In order to make success in analytics, both strong analytical leaders and executives who are willing to make a long-term commitment are needed. Nowadays, the analytical leaders spend as much time discussing how to manage people, projects, and processes as they do technology and architectures.
Analytics is not a one-time project. It's a program which requires a long-term investment. We are talking about investment of money, time and expertise. It requires a lot. From treating data as a corporate asset to changing the point of view and manage data, in order to make good decisions.
So, this basically means that in order to succeed with analytics, companies must have the right architecture, people, culture, organization and process. And this is not such a simple task to do. It requires a lot of work. That’s why the most of the analytical leaders spend much more time discussing selling, marketing, and teamwork as they spend talking about technology and tools. It's just necessary.

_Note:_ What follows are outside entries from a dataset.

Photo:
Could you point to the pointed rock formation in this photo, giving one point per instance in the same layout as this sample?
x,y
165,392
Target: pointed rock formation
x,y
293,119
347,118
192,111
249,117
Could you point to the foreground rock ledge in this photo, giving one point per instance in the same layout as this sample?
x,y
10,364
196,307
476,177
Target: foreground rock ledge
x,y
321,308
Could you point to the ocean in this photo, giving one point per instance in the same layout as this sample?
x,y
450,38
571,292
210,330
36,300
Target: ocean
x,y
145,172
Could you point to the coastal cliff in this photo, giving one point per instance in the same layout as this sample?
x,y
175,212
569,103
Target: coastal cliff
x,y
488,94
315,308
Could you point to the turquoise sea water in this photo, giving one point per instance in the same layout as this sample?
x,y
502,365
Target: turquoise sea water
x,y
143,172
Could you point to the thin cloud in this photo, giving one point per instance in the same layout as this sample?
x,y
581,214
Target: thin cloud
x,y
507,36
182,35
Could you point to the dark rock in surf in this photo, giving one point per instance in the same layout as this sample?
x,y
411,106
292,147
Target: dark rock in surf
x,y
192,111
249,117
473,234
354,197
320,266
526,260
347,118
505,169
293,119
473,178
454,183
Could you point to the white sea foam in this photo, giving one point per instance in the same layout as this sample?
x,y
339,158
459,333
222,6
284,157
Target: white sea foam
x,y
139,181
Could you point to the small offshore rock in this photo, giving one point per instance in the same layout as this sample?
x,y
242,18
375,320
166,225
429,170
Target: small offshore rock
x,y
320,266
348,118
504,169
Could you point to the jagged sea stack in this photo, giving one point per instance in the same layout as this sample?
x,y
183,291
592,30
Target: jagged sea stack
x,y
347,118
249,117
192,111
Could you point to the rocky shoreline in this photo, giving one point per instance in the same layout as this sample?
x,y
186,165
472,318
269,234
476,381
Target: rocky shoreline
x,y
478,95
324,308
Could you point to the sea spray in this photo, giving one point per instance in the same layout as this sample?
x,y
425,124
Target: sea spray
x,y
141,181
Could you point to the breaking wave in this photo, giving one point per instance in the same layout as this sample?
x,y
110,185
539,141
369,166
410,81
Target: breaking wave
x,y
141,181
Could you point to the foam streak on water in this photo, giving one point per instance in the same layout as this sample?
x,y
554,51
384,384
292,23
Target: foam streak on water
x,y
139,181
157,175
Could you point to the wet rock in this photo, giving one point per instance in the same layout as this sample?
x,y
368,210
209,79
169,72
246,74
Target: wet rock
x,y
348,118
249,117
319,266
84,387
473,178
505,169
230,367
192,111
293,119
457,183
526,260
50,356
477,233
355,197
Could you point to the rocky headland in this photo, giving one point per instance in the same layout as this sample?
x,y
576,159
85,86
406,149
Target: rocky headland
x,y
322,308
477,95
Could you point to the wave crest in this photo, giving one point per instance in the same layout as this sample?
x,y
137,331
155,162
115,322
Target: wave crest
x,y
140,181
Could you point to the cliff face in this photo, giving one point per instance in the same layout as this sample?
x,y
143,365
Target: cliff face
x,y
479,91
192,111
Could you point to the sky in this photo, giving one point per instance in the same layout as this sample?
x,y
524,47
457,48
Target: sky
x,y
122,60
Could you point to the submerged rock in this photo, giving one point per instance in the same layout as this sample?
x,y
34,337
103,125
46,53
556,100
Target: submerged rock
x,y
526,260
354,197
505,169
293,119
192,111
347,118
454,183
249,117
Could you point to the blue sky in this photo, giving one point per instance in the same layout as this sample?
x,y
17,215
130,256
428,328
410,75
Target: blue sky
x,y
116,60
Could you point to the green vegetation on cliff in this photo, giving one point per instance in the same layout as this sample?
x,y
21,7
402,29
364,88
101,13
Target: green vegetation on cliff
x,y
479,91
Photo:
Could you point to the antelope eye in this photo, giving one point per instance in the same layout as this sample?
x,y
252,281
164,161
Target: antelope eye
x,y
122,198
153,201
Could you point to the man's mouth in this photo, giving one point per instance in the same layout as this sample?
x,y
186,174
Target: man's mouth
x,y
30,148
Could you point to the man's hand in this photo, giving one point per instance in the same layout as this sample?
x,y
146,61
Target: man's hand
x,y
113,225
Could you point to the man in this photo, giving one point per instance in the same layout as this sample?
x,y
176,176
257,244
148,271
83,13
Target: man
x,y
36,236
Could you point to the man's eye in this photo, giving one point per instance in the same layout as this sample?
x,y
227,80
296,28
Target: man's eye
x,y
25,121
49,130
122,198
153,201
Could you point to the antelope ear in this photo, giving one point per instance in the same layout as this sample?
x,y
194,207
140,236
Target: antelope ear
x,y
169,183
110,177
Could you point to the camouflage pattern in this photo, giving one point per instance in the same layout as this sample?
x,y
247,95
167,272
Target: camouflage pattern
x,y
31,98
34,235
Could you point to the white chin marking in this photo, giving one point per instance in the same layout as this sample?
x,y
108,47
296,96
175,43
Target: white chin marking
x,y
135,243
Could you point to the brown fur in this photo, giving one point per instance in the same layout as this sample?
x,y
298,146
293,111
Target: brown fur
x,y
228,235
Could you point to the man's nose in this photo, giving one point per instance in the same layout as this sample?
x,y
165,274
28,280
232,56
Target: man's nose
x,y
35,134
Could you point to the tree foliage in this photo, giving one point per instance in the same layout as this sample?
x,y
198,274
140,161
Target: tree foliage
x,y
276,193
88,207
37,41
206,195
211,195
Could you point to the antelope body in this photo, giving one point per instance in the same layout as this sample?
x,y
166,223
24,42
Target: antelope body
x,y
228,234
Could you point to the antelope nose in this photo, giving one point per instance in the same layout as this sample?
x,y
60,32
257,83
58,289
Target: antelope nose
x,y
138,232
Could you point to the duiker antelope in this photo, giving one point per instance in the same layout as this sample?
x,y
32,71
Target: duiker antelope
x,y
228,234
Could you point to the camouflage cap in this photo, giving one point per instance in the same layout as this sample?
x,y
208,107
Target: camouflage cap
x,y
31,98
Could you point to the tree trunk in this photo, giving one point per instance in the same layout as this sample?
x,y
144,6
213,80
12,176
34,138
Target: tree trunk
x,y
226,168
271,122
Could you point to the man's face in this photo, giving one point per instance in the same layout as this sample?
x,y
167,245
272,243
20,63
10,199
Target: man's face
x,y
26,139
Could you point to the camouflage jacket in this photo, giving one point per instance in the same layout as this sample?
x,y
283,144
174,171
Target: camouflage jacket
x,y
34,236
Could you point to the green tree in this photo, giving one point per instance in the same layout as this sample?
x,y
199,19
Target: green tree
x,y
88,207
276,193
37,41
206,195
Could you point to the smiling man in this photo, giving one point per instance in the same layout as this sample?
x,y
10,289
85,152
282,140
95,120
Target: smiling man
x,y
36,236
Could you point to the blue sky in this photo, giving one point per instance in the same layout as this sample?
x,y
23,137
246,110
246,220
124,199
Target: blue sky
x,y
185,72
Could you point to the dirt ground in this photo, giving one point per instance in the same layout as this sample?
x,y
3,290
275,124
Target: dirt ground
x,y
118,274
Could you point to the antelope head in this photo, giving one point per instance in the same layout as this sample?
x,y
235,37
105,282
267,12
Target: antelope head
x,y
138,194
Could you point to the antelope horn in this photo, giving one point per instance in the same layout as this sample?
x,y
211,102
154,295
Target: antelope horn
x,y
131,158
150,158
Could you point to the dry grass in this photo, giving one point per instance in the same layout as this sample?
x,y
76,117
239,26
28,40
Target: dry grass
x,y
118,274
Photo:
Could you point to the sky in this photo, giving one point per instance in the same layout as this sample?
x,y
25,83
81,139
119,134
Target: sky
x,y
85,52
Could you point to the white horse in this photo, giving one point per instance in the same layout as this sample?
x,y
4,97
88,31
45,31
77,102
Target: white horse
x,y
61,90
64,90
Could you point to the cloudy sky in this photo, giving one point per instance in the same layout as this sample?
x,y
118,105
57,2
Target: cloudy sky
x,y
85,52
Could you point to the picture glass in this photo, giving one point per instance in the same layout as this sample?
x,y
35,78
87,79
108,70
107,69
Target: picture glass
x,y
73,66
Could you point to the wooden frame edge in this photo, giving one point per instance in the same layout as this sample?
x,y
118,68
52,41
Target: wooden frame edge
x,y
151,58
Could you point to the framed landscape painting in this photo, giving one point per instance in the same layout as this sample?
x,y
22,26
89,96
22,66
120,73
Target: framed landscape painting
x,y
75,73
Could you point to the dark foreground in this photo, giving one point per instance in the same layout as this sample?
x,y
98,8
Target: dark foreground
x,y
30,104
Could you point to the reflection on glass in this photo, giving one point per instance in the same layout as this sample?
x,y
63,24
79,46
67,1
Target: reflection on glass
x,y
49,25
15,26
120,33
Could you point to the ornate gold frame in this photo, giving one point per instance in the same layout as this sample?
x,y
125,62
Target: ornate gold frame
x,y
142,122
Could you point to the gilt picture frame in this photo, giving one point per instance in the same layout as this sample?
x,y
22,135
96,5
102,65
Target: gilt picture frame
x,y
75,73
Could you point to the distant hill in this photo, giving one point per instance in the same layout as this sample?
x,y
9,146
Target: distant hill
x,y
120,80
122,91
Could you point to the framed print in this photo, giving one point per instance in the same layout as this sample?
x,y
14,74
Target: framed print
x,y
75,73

Some of the most important areas, which are required to run a successful analytics program, are listed below.
The Right Architecture
Every analytical organization needs tools and technologies to do its work. It extends existing data warehousing environments with new database processing platforms and complements top-down monitoring with bottom-up ad hoc exploration. It also provides the right tools to the right people so they can generate or consume data-driven insights. Finally, it implements agile processes that accelerate software development while maintaining data consistency and models across business units—a sizable challenge that few organizations have yet to master.
The Right People.
It’s impossible to do analytics without good data developers and analysts. Data developers build and maintain the data structures (e.g., data warehouse, master data management, BI semantic layers) and create complex reports and dashboards. Analysts, on the other hand, explore the data and generate reports and dashboards to answer ad hoc questions asked by the business. Both data developers and analysts require a passion for data, along with a blend of people skills, technical expertise, and business knowledge. It's not so easy to hire such a people.
The Right Culture
Culture refers to the rules—both written and unwritten—for how things get done in an organization. These rules emanate primarily from the words and actions of top executives. Business executives must have a vision for analytics and the willingness to invest in the people, processes, and technologies for the long haul to ensure a successful outcome. Technical executives must be able to talk the language of business and recruit business people to work on their teams. They also need to manage all components of the analytics program, from data warehousing to business intelligence to advanced analytics.
The Right Organization
Every company needs to cultivate a federated organizational model to succeed with analytics. Centrally, it needs a center of excellence that establishes and inculcates best practices for building analytical applications and provides a forum for team members to share ideas and techniques. Departmentally, it needs embedded data developers who can quickly build data-driven solutions as well as embedded analysts who can quickly address ad hoc questions. Sometimes, these are one and the same person, but not always. In addition, a federated organization needs to manage shared data as an enterprise resource while empowering departments to build their own reports, dashboards, and analytical models. This dual focus requires some tricky organizational choreography that most companies have yet to master.
The Right Process
A hallmark of an outstanding analytical program is that it has standard processes and procedures for doing things, such as managing projects, developing software, gathering requirements, communicating across business functions, deploying analytical models, handling job errors, designing and changing data models, evaluating and selecting new tools and technologies, and ingesting external data, among other things. However, analytical managers must be careful not to overburden their teams with too many processes and standards that impede agility and undermine flexibility.
After all, we get to the summary and realize that there are many factors involved in running a successful analytics program. But providing the right architecture, people, culture, organization and process are the basis for success.